Among the 30 Hamas members arrested by Israel last week were Nasser Issa and Hatam Ismail, both from the Gaza Strip, who were suspected of having recruited the suicide bombers who carried out the Aug. 21 bus bombing in Jerusalem and the July 24 suicide bus bombing in Ramat Gan.

The head of the Shin Bet said that after breaking up a Hamas cell the security services had infiltrated, interrogations led to more arrests in recent days of Hamas operatives in the West Bank and eastern Jerusalem.

Among those detained was Haiman Sider, who is believed to have opened fire in a Jerusalem pedestrian mall Oct. 9, killing two people and injuring 13 others.

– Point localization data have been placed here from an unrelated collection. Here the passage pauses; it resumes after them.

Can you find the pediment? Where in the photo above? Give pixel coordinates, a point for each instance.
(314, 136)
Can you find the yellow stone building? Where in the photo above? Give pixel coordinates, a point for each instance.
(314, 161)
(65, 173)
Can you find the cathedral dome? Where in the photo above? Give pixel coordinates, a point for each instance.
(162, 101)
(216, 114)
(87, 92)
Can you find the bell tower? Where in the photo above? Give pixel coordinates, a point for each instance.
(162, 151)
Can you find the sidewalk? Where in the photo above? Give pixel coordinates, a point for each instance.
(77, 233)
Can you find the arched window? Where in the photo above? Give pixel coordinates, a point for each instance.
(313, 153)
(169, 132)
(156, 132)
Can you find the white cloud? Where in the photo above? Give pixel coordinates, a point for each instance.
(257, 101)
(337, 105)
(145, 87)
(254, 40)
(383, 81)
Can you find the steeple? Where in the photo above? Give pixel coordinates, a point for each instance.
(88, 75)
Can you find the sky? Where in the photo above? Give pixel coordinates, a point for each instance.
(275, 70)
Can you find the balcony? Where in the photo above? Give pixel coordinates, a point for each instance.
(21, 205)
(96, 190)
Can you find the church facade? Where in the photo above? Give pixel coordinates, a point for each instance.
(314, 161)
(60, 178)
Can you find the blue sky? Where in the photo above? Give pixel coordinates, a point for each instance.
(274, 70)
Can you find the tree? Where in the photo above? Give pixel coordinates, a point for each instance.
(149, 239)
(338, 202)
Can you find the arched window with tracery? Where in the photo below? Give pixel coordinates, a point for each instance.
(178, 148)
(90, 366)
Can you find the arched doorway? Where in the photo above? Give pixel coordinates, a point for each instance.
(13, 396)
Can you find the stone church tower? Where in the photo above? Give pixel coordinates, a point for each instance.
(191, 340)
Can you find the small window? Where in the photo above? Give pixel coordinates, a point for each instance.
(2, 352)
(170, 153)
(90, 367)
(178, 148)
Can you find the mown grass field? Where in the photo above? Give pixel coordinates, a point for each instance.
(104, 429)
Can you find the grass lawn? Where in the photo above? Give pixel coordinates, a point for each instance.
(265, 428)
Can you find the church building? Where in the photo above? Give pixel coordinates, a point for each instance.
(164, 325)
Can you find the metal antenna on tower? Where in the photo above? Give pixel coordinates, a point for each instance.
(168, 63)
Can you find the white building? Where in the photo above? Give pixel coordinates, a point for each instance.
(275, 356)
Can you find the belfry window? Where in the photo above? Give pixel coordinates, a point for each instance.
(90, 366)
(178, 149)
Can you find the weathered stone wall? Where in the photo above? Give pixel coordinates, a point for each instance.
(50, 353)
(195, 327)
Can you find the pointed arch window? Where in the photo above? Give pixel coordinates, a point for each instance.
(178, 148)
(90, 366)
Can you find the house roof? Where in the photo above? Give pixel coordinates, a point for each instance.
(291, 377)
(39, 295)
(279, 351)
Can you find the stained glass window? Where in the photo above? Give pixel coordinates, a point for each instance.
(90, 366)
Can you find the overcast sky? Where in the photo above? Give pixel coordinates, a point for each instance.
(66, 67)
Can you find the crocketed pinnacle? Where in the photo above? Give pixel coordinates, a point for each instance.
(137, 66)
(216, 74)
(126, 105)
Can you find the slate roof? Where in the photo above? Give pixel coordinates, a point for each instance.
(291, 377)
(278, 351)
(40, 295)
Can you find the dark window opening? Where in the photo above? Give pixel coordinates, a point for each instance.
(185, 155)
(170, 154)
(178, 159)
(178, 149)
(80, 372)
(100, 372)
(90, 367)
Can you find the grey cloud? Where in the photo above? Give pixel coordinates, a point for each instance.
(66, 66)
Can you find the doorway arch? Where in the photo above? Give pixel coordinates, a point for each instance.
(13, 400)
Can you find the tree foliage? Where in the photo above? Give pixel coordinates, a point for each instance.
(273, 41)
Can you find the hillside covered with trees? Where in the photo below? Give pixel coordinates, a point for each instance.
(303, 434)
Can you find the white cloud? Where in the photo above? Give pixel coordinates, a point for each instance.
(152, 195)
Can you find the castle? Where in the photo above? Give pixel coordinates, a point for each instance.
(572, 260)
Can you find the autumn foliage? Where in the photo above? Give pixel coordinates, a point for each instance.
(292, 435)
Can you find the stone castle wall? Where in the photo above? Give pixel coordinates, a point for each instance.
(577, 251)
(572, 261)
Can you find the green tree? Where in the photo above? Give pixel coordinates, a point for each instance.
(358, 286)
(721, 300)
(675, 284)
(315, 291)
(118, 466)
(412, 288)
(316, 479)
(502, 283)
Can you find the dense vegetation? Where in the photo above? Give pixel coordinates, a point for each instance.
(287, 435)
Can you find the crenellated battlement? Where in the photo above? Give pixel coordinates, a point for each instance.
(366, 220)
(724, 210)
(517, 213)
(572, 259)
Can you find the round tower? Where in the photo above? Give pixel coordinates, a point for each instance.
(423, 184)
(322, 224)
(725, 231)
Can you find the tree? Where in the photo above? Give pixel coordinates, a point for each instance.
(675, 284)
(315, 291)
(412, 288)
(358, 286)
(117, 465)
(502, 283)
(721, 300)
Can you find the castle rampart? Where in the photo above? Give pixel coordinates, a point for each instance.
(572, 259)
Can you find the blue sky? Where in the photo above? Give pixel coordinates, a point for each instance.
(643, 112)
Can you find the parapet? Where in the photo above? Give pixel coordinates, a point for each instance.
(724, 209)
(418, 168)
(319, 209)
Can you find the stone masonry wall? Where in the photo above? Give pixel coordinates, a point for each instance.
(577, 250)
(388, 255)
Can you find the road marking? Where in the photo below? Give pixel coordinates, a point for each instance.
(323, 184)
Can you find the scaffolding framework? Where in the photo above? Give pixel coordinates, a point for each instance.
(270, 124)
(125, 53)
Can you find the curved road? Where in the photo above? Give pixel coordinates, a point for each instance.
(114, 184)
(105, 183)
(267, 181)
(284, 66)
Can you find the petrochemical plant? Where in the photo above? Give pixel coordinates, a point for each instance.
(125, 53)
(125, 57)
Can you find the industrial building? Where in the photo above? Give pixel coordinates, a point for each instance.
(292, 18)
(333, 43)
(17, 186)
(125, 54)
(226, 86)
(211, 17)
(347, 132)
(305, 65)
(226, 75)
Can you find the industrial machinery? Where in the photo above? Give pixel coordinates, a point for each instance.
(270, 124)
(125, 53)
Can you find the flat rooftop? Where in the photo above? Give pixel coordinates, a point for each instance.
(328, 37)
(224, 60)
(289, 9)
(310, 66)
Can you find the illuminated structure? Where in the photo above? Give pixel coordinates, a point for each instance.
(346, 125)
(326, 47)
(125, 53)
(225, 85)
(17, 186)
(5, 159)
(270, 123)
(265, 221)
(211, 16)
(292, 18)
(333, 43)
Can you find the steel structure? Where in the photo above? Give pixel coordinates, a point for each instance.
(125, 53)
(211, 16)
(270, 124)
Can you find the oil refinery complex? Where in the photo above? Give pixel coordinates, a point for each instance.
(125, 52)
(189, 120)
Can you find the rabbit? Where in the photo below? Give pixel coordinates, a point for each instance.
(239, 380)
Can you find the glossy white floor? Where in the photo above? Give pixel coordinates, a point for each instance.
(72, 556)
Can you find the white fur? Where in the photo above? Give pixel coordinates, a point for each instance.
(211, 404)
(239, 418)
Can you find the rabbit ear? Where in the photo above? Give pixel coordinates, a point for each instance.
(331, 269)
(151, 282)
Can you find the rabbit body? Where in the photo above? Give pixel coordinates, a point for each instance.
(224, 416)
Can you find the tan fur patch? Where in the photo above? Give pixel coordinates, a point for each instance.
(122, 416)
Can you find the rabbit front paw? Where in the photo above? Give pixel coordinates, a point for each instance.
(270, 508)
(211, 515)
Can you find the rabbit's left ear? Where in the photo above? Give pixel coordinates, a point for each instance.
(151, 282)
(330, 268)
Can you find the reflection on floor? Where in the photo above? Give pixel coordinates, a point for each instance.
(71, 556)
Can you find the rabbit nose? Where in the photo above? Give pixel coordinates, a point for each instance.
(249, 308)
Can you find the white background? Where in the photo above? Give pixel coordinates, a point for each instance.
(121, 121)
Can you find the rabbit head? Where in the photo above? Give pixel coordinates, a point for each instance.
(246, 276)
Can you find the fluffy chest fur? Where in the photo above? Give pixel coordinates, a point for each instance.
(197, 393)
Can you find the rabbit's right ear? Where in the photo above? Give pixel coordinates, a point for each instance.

In the wake of those arrests, Israel lifted its closure of the West Bank on Sunday, which had been imposed after the Aug. 21 bus bombing.

Also on Sunday, Israeli and Palestinian officials attended a signing ceremony in Cairo to hand over eight additional spheres of civilian authority in the West Bank to the Palestinians.

Israeli Gen. Oren Shahor and Palestinian negotiator Jamil Tarifi signed the 22-page agreement, which gives the Palestinians administrative control over the areas of agriculture, postal services, insurance, gasoline, industry and commerce, labor, municipal affairs and statistics.

Israel officially recognized Palestinian rights to water sources in the West Bank. In turn, the Palestinians agreed to defer the issue of who would have ultimate control over water resources until the permanent-status negotiations slated to start next year. The two sides were expected to discuss water allocation issues for the interim period during their talks in Eilat this week.

Ross also said the Clinton administration is planning two major conferences to help raise $100 million in aid for the Palestinian Authority, according to Israeli Radio.

Meanwhile, the fourth victim of last week's Jerusalem bus bombing was laid to rest after her body was identified last Friday. Family members of Hannah Na'eh, 45, of Jerusalem identified her after pictures of the body were published in the media last week. A divorced mother of three from a deeply religious family, she lost contact with them after ceasing to be observant.

A memorial service was held Sunday night for the victims of last week's bomb attack. The service, held at the site of the bombing in Jerusalem's Ramat Eshkol neighborhood, was organized by the Likud opposition party.